We are working within the TANDEM project, which is an INRAE flagship project that gathers 10 teams and aims to better understand micro-organisms fluxes in an agri-food chain. An experimental plan has been designed, comparing 4 farming conditions differing in the diet of cows. 250 samples have been collected across a chain of cheese production (soil, grass, litter, cow’s feces and rumen, milk, cheese) and will be sequenced by shotgun metagenomics. Our objective in the project is to identify fluxes between compartments at the taxonomic level of the strain and compare them between the 4 farming conditions.
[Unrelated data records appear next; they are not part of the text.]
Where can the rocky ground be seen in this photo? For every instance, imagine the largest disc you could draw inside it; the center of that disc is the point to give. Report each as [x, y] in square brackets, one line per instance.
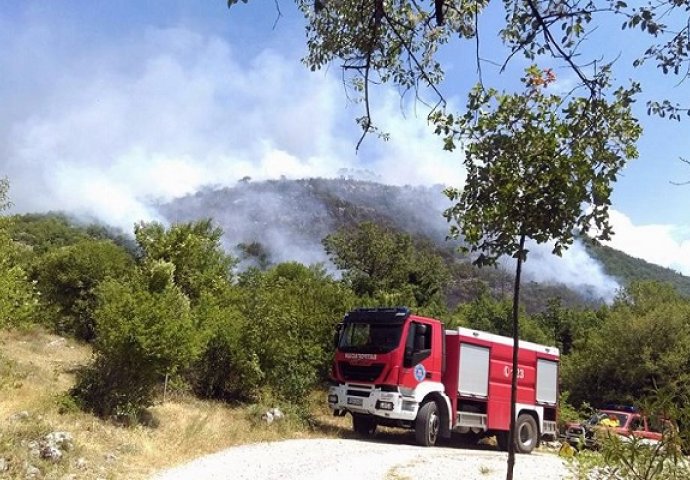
[348, 459]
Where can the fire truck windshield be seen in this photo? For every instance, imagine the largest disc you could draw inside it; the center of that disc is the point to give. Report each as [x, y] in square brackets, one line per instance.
[370, 337]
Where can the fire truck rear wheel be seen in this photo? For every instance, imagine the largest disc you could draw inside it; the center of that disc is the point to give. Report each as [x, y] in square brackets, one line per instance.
[526, 434]
[427, 424]
[364, 425]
To identify these fluxes, a workflow has been developed in the team. The workflow is based on aligning metagenomic sample reads on a catalog of reference genomes with BWA-MEM (Li et al.bioinformatics, 2009), and samtools (Li, bioinformatics, 2011). These are used to compute nucleotidic abundance at each position. The next step is to identify shared nucleotidic polymorphism across samples in the different ecosystems. A research assistant has been working for 18 months on this workflow, with samples of a previous project with the same ecosystem, and has built a dedicated reference genome catalog, adapted to the ecosystems of interest. This dedicated catalog is based on the RefSeq database (O'Leary, NAR, 2016), with the addition of relevant genomes from different origins and projects: metagenomic assembled genomes (MAGS) from the project, and microbial genomes isolated from cows’ rumen and feces, and cheese. One of the specificities of the pipeline is that the species in the reference catalog must be different enough to avoid ambiguous mapping of the metagenomic reads, which requires aggregating similar genomes and choosing a representative for groups of aggregated species.
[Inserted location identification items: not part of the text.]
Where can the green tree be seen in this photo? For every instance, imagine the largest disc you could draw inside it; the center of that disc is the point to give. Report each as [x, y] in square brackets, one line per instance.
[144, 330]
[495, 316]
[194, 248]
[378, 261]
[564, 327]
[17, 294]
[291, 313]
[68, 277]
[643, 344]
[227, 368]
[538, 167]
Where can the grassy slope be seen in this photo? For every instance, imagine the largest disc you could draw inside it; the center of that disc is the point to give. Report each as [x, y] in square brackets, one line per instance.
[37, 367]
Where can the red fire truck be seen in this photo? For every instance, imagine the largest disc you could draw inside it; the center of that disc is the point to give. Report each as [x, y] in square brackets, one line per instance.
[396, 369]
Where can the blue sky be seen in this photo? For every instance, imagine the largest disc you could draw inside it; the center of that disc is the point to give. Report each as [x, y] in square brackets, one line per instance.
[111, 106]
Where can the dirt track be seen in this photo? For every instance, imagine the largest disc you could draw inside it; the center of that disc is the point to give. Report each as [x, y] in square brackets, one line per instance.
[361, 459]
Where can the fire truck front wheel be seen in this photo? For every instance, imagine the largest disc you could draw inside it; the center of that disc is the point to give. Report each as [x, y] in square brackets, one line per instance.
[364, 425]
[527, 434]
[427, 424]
Once the shared nucleotidic polymorphism across the sample is identified, various statistical techniques are used to describe the relations among the samples and describe potential strain fluxes. One is to fully resolve the strain genomes and estimate the strains’ relative abundance in each sample. This can be used to hunt for evidence of strain transfers between samples based on ideas from population genetics. Another is akin to kernel methods in machine learning and involves building a suitable metric of distance between samples based on strain-level information, which can then be used to cluster them using dimension reduction techniques such as Nonnegative Tensor Factorisation.

Missions & competences:

The objective of the internship will be to adapt the current pipeline (snakemake) to analyse the TANDEM samples and to identify strain fluxes between compartments using the dedicated workflow. The intern will leverage analyses and scripts written by our current research assistant, adapt them to accommodate the specificities of the TANDEM samples, to take into account a large amount of metadata available for the project. A significant part of the internship will be devoted to furthering the statistical modelling of the data. This work will be carried out using on a modern high-performance computing cluster with tools interfaced with python3 and R (a certain proficiency with these two programming languages will be needed). Code will be versioned with git, and analyses traceability will be ensured using RStudio notebooks.

References:
Li, H., & Durbin, R. (2009). Fast and accurate short read alignment with Burrows–Wheeler transform. bioinformatics, 25(14), 1754-1760.
Li, H. (2011). A statistical framework for SNP calling, mutation discovery, association mapping and population genetical parameter estimation from sequencing data. Bioinformatics, 27(21), 2987-2993.
Nuala A O'Leary, Mathew W Wright and al. Reference sequence (RefSeq) database at NCBI: current status, taxonomic expansion, and functional annotation. Nucleic Acids Res. 44(D1):D733-45, 2016.